I never knew my Aunt well. I never knew her at all upon second thought. I saw her maybe three times in my adult life. The last time after I graduated film school at UCLA. Even in a family of oddball artists my family was one of the oddest balls. She was an isolated person who closed herself away from the rest of the world in her Pacific Palisade’s home. My aunt had done this ever since her husband (her second my “step uncle”) had died ten years ago.

I wasn’t shocked when my Mom called me and told me my Aunt had died. After a person reaches a certain age you begin to expect death. In the right sort of light you can see death waiting in the shadows and creeping around the corners.
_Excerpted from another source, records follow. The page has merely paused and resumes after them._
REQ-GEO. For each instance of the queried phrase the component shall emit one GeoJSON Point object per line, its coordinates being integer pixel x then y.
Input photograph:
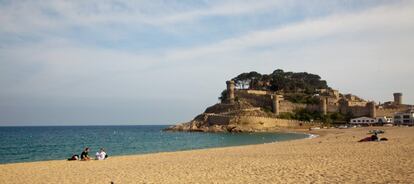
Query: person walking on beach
{"type": "Point", "coordinates": [101, 154]}
{"type": "Point", "coordinates": [85, 154]}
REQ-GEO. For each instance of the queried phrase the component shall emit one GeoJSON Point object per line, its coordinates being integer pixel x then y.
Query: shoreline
{"type": "Point", "coordinates": [334, 156]}
{"type": "Point", "coordinates": [180, 150]}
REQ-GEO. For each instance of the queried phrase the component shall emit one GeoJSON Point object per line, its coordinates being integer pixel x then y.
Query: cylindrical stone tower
{"type": "Point", "coordinates": [323, 106]}
{"type": "Point", "coordinates": [397, 98]}
{"type": "Point", "coordinates": [230, 91]}
{"type": "Point", "coordinates": [372, 109]}
{"type": "Point", "coordinates": [275, 104]}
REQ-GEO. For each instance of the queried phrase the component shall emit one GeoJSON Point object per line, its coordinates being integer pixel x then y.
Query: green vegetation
{"type": "Point", "coordinates": [281, 81]}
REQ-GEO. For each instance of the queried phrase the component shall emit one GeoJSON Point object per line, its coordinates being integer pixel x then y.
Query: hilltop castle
{"type": "Point", "coordinates": [268, 105]}
{"type": "Point", "coordinates": [331, 101]}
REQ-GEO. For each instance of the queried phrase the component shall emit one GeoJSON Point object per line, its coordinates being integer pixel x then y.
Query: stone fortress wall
{"type": "Point", "coordinates": [331, 102]}
{"type": "Point", "coordinates": [256, 122]}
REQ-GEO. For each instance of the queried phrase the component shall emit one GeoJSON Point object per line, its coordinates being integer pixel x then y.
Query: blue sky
{"type": "Point", "coordinates": [162, 62]}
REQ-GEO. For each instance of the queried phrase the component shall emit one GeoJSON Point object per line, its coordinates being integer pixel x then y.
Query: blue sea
{"type": "Point", "coordinates": [26, 144]}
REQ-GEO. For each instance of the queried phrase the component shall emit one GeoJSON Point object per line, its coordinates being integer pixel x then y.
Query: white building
{"type": "Point", "coordinates": [363, 121]}
{"type": "Point", "coordinates": [404, 118]}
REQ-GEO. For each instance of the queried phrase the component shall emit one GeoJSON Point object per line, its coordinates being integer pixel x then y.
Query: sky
{"type": "Point", "coordinates": [111, 62]}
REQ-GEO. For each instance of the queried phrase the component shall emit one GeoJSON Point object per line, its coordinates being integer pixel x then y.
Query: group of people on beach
{"type": "Point", "coordinates": [100, 155]}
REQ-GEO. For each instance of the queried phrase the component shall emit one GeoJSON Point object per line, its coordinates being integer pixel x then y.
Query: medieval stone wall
{"type": "Point", "coordinates": [263, 100]}
{"type": "Point", "coordinates": [257, 122]}
{"type": "Point", "coordinates": [390, 112]}
{"type": "Point", "coordinates": [264, 122]}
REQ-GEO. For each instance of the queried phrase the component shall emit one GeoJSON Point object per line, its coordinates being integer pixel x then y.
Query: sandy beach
{"type": "Point", "coordinates": [333, 157]}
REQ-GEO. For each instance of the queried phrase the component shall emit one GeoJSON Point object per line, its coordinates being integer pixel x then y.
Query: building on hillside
{"type": "Point", "coordinates": [363, 121]}
{"type": "Point", "coordinates": [404, 118]}
{"type": "Point", "coordinates": [384, 120]}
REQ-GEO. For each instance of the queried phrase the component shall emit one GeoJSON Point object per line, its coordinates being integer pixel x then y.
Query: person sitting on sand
{"type": "Point", "coordinates": [85, 154]}
{"type": "Point", "coordinates": [74, 157]}
{"type": "Point", "coordinates": [100, 155]}
{"type": "Point", "coordinates": [374, 137]}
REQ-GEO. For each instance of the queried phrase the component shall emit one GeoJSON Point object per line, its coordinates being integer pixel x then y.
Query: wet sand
{"type": "Point", "coordinates": [333, 157]}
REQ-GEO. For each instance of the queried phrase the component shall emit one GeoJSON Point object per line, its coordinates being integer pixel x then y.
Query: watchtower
{"type": "Point", "coordinates": [372, 109]}
{"type": "Point", "coordinates": [275, 104]}
{"type": "Point", "coordinates": [323, 105]}
{"type": "Point", "coordinates": [397, 98]}
{"type": "Point", "coordinates": [230, 91]}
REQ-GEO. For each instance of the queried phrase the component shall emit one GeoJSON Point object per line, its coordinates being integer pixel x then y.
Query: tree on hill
{"type": "Point", "coordinates": [279, 80]}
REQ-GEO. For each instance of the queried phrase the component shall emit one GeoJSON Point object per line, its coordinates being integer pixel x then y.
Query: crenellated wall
{"type": "Point", "coordinates": [262, 100]}
{"type": "Point", "coordinates": [257, 121]}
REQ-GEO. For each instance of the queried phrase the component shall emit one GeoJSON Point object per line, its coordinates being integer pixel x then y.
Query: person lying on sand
{"type": "Point", "coordinates": [85, 154]}
{"type": "Point", "coordinates": [74, 157]}
{"type": "Point", "coordinates": [101, 154]}
{"type": "Point", "coordinates": [373, 138]}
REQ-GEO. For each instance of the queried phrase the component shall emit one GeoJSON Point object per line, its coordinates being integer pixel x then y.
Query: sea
{"type": "Point", "coordinates": [40, 143]}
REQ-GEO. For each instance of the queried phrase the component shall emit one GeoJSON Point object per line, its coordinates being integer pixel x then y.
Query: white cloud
{"type": "Point", "coordinates": [379, 20]}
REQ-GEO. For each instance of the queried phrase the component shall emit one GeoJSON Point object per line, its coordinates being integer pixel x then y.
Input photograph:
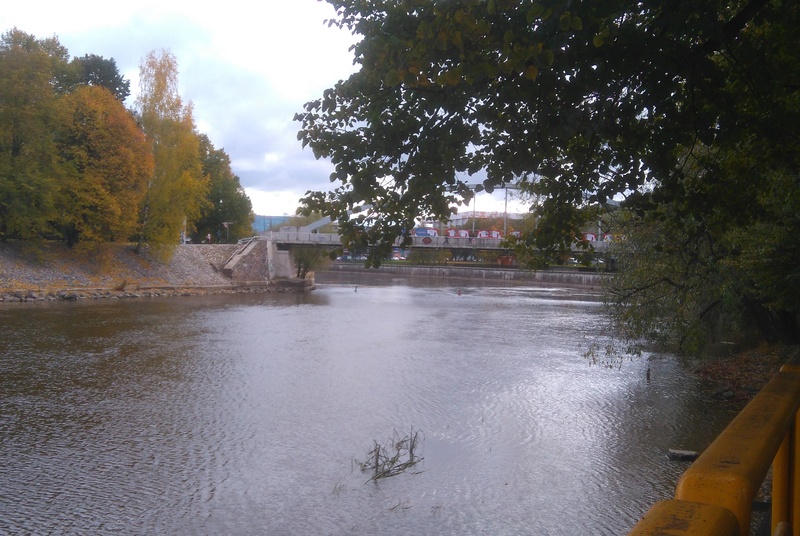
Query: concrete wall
{"type": "Point", "coordinates": [280, 263]}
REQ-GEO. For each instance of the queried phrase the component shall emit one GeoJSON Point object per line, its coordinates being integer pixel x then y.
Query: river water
{"type": "Point", "coordinates": [246, 414]}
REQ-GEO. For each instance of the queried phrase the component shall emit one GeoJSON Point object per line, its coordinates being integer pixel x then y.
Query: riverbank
{"type": "Point", "coordinates": [52, 271]}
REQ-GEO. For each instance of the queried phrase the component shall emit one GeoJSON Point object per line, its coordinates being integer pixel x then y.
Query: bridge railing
{"type": "Point", "coordinates": [715, 495]}
{"type": "Point", "coordinates": [304, 237]}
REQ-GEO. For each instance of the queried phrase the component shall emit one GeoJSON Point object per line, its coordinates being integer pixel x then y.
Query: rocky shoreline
{"type": "Point", "coordinates": [51, 271]}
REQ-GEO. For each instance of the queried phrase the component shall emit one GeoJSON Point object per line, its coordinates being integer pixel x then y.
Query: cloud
{"type": "Point", "coordinates": [246, 67]}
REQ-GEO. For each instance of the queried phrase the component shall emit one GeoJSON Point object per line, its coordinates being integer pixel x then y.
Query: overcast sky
{"type": "Point", "coordinates": [247, 67]}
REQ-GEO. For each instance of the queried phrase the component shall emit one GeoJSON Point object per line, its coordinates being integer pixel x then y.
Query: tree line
{"type": "Point", "coordinates": [76, 165]}
{"type": "Point", "coordinates": [677, 123]}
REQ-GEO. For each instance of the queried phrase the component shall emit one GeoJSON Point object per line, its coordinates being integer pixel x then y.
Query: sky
{"type": "Point", "coordinates": [246, 67]}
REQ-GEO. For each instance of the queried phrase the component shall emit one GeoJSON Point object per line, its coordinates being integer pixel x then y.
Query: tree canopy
{"type": "Point", "coordinates": [76, 165]}
{"type": "Point", "coordinates": [228, 215]}
{"type": "Point", "coordinates": [685, 111]}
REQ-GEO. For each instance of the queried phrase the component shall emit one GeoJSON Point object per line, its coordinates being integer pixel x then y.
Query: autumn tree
{"type": "Point", "coordinates": [228, 212]}
{"type": "Point", "coordinates": [94, 70]}
{"type": "Point", "coordinates": [108, 163]}
{"type": "Point", "coordinates": [686, 111]}
{"type": "Point", "coordinates": [29, 170]}
{"type": "Point", "coordinates": [177, 189]}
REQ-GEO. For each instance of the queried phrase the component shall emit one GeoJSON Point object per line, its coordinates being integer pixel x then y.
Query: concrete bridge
{"type": "Point", "coordinates": [271, 253]}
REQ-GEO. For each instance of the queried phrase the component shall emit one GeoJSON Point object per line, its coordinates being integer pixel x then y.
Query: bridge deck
{"type": "Point", "coordinates": [442, 242]}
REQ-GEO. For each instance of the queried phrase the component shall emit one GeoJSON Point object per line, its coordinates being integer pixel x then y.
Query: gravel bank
{"type": "Point", "coordinates": [53, 271]}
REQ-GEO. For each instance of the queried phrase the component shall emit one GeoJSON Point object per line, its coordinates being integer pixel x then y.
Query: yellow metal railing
{"type": "Point", "coordinates": [714, 497]}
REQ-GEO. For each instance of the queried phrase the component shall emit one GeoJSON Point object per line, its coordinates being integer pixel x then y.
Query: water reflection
{"type": "Point", "coordinates": [243, 414]}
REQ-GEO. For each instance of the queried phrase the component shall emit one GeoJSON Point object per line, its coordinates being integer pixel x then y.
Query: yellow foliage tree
{"type": "Point", "coordinates": [177, 189]}
{"type": "Point", "coordinates": [109, 163]}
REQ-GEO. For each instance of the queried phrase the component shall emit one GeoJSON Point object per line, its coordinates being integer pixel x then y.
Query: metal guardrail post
{"type": "Point", "coordinates": [729, 473]}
I was surprised however when I was tasked with cleaning up and clearing out my Aunt’s estate. I guess I received that honor because, being a film industry dreamer I don’t have a “real job” unlike the rest of my family, and I could take the time to do it.  
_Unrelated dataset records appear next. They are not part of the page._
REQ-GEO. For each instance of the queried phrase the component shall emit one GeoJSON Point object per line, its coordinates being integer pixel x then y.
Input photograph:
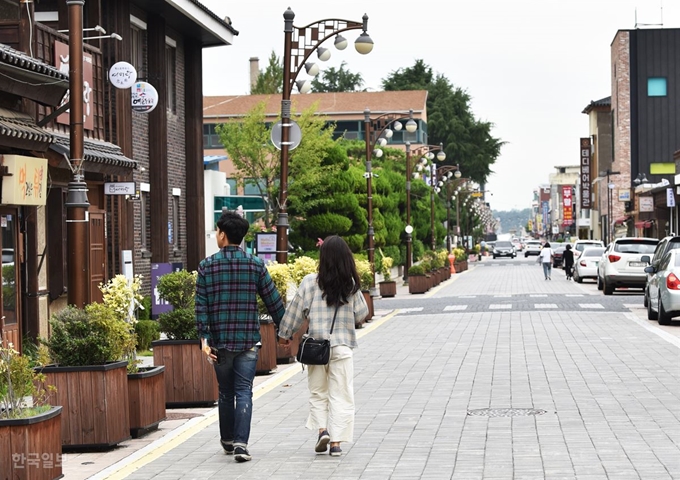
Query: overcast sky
{"type": "Point", "coordinates": [530, 66]}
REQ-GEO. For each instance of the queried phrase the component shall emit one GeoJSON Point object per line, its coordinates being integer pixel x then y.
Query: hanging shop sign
{"type": "Point", "coordinates": [27, 184]}
{"type": "Point", "coordinates": [122, 75]}
{"type": "Point", "coordinates": [119, 188]}
{"type": "Point", "coordinates": [61, 59]}
{"type": "Point", "coordinates": [144, 97]}
{"type": "Point", "coordinates": [646, 204]}
{"type": "Point", "coordinates": [585, 173]}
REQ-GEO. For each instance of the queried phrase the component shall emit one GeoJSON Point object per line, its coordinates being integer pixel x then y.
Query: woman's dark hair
{"type": "Point", "coordinates": [234, 227]}
{"type": "Point", "coordinates": [338, 277]}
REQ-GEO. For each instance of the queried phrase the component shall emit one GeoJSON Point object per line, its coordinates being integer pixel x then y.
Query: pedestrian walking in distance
{"type": "Point", "coordinates": [568, 258]}
{"type": "Point", "coordinates": [332, 292]}
{"type": "Point", "coordinates": [227, 319]}
{"type": "Point", "coordinates": [546, 257]}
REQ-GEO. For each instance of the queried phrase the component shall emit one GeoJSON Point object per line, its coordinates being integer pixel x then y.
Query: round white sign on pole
{"type": "Point", "coordinates": [144, 97]}
{"type": "Point", "coordinates": [122, 75]}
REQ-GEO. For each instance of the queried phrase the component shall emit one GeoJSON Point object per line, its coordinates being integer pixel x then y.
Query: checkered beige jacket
{"type": "Point", "coordinates": [308, 303]}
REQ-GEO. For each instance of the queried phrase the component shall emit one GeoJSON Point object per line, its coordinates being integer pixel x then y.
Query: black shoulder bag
{"type": "Point", "coordinates": [313, 351]}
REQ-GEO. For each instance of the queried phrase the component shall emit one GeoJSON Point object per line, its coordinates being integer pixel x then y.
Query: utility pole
{"type": "Point", "coordinates": [77, 217]}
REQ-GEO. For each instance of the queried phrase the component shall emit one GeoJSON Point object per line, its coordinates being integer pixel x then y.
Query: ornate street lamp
{"type": "Point", "coordinates": [299, 44]}
{"type": "Point", "coordinates": [377, 131]}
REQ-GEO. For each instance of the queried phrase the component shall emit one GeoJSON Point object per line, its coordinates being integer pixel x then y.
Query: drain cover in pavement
{"type": "Point", "coordinates": [505, 412]}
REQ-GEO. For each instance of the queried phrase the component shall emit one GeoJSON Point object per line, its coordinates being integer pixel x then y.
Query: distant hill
{"type": "Point", "coordinates": [512, 221]}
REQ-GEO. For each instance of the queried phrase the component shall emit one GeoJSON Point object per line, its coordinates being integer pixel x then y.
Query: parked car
{"type": "Point", "coordinates": [663, 288]}
{"type": "Point", "coordinates": [580, 245]}
{"type": "Point", "coordinates": [533, 247]}
{"type": "Point", "coordinates": [558, 251]}
{"type": "Point", "coordinates": [586, 265]}
{"type": "Point", "coordinates": [664, 246]}
{"type": "Point", "coordinates": [622, 264]}
{"type": "Point", "coordinates": [503, 249]}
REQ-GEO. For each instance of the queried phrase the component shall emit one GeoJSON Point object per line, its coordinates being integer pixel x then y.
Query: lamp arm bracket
{"type": "Point", "coordinates": [309, 37]}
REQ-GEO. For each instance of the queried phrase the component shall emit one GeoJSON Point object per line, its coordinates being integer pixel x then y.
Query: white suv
{"type": "Point", "coordinates": [621, 264]}
{"type": "Point", "coordinates": [581, 245]}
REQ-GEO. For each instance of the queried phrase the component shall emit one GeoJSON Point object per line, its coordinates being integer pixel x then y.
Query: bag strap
{"type": "Point", "coordinates": [334, 315]}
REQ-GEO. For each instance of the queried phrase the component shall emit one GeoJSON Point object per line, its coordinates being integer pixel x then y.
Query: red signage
{"type": "Point", "coordinates": [567, 206]}
{"type": "Point", "coordinates": [61, 61]}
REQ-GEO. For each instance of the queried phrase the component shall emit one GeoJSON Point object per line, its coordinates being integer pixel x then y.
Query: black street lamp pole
{"type": "Point", "coordinates": [377, 127]}
{"type": "Point", "coordinates": [299, 43]}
 I said yes. I didn’t want to but family obligation is a heavy thing to wear.

When I entered my Aunt’s house, the first person in my family to do so in maybe ten years, I realized I had crossed the line between family obligation into a whole other  world. The house was literally stuffed with, well, stuffed. Boxes were piled to the ceiling. Bloomingdales shopping bags and Macy’s shopping bags, filled with five year old new clothes, covered the living room. Maybe three feet high. The kitchen was even more of a horror. Appliances in various states of filthy and food in various states of decay covered the entire kitchen. The rest of the house … three bedrooms and a bathroom … were in mostly the same state. Mostly shopping bags filled with clothes and toys and random trinkets that had never been worn or used.

When I talked to my family about it, they refused to believe the obvious. That our Aunt, our crazy Aunt, was in fact a hoarder and that most of her behavior was either caused or the cause of her hoarding disorder. No one believed it until I took them to the house. Then it finally sank in.

Shortly thereafter it fell to me to find a junk removal company in Los Angeles that was qualified enough to clean out such an extensive hoard. We could have done it ourselves and a part of me felt like we were obligated to do it ourselves because we had so spectacularly let down my Aunt in her lie, the least we could do is help her clean up in death. But we didn’t. The shame and guilt swamped us and we pawned off the task to a company that tackled hoarders junk removal instead.

I stayed to supervised. I watched as that junk hauling company methodically cleaned out my Aunt’s house. And as I watched the last truck disappear in the distance all I could think was, We should have done better.”